Celle - Vor dem Oberlandesgericht Celle startet am Dienstag der Prozess gegen den Hassprediger Abu Walaa. Der 33-jährige Iraker ist aus Sicht der Bundesanwaltschaft die zentrale Führungsfigur der Terrormiliz Islamischer Staat (IS) in Deutschland. Auch der Berliner Weihnachtsmarkt-Attentäter Anis Amri soll sich in seinem Umfeld aufgehalten haben.

Mitangeklagt sind vier weitere Männer im Alter zwischen 27 und 51 Jahren, weil sie Freiwillige für den Kampf des IS rekrutiert haben sollen. Ihnen wird Unterstützung und Mitgliedschaft in einer ausländischen terroristischen Vereinigung vorgeworfen.

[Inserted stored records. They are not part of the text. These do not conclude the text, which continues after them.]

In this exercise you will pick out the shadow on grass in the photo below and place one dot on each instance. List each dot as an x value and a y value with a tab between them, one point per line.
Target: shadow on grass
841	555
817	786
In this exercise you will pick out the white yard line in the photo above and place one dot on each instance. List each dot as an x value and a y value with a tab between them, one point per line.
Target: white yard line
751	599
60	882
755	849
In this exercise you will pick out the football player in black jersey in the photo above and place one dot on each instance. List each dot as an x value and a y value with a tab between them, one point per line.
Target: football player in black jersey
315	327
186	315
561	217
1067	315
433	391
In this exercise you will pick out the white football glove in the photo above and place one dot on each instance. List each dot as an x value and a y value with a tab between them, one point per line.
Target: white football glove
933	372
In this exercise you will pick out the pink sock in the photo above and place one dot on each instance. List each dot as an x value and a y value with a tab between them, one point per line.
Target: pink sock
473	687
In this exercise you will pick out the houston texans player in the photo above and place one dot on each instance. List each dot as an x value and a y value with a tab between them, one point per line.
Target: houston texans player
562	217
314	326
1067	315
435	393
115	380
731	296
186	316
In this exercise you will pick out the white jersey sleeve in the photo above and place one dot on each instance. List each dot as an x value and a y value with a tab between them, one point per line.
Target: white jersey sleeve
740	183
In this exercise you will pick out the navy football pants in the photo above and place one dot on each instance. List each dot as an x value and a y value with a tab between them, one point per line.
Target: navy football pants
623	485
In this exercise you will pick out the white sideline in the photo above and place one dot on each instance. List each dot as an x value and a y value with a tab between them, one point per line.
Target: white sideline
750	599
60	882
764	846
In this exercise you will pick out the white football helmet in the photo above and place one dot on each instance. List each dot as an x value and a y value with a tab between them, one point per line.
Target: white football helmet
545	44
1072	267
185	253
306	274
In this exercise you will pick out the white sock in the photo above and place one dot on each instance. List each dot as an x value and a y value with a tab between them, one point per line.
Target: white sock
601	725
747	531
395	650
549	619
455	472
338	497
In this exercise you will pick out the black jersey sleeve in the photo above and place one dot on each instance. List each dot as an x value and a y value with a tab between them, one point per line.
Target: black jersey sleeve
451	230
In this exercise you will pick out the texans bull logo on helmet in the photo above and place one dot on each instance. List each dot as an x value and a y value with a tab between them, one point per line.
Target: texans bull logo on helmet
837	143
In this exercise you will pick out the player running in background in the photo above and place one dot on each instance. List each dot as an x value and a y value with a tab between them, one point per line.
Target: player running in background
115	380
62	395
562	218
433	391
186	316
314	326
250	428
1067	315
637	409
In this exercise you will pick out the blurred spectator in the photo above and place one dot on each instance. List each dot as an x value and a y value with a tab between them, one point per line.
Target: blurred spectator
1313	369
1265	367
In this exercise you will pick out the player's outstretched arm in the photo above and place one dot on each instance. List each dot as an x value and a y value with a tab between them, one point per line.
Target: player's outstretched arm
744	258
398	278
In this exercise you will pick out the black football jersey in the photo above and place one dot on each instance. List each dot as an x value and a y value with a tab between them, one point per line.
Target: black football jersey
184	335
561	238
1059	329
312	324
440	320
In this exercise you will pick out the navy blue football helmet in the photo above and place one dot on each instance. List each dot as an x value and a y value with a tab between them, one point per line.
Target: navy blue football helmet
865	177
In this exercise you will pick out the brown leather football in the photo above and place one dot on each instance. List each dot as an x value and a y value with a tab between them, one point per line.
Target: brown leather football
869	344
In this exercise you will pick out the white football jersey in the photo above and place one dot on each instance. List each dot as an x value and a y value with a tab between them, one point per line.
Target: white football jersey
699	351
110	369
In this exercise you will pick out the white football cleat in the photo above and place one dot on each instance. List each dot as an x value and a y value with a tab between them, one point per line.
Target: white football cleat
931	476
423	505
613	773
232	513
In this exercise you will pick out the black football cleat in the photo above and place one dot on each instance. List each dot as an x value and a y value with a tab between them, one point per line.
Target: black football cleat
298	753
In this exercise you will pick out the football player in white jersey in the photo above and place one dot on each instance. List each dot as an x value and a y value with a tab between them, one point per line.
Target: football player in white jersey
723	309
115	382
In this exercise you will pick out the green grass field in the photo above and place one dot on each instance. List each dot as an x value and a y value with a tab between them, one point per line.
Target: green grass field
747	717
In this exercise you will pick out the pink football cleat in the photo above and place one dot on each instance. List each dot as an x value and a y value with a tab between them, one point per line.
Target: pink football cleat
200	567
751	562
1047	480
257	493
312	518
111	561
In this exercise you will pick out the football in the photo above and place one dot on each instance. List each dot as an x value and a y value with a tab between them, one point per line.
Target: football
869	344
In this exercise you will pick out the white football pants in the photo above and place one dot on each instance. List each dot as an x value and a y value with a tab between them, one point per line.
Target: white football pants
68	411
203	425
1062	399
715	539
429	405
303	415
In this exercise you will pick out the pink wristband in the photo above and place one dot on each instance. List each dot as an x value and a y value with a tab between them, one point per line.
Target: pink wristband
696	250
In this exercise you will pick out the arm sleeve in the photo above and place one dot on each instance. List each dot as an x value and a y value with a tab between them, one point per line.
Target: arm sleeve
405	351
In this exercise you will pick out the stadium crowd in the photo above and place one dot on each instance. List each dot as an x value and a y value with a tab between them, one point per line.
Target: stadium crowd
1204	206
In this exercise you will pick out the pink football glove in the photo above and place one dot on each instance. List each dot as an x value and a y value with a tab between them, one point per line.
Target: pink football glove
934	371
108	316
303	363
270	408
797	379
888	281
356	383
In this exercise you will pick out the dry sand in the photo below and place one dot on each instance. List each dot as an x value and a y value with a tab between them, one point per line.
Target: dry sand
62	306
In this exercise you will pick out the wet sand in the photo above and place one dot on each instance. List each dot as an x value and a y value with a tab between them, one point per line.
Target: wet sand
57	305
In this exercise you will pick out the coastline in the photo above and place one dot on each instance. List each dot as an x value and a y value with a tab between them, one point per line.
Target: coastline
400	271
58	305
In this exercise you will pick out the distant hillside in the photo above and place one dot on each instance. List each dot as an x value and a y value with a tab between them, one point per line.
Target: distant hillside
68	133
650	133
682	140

Alle fünf Angeklagten wurden im vergangenen November in Nordrhein-Westfalen und Niedersachsen festgenommen und sitzen seitdem in Untersuchungshaft. Den Männern drohen bis zu zehn Jahre Haft.

Belastet wird Abu Walaa von mehreren V-Leuten der Polizei sowie einem ehemaligen IS-Sympathisanten aus Gelsenkirchen. Der Kronzeuge sagte sich nach einer Syrien-Reise von der Terrormiliz los und packte bei den Ermittlern aus, er erhielt im Mai eine Bewährungsstrafe. Außer in Hildesheim war Abu Walaa in Nordrhein-Westfalen aktiv, wo er in Tönisvorst bei Krefeld lebte.

Beim inzwischen verbotenen „Deutschen Islamkreis Hildesheim“ soll Abu Walaa (bürgerlicher Name Ahmad Abdulaziz Abdullah A.) radikal-islamische Predigten gehalten und die Moschee des Vereins zu einem bundesweiten Rekrutierungszentrum des IS gemacht haben. Ziel war es nach Ansicht der Anklage, Freiwillige für den IS nach Syrien oder in den Irak zu vermitteln. Nach seinen Seminaren fuhren reihenweise junge Männer in die Kampfgebiete. Mindestens 15 Männer aus Niedersachsen und 9 aus Nordrhein-Westfalen durchliefen nach Behördenerkenntnissen das Netzwerk Abu Walaas und reisten ins Kriegsgebiet. Sechs von ihnen sollen dort gestorben sein.

Darüber hinaus war der 33-Jährige laut Anklage auch bundesweit als Prediger aktiv und organisierte Islamseminare in Moscheen in Berlin, Kassel, Frankfurt und Bocholt.

Für das Verfahren in Celle wurden zunächst 29 Termine bis Ende Januar kommenden Jahres angesetzt. Danach soll auf unbestimmte Zeit zwei Mal wöchentlich weiter verhandelt werden.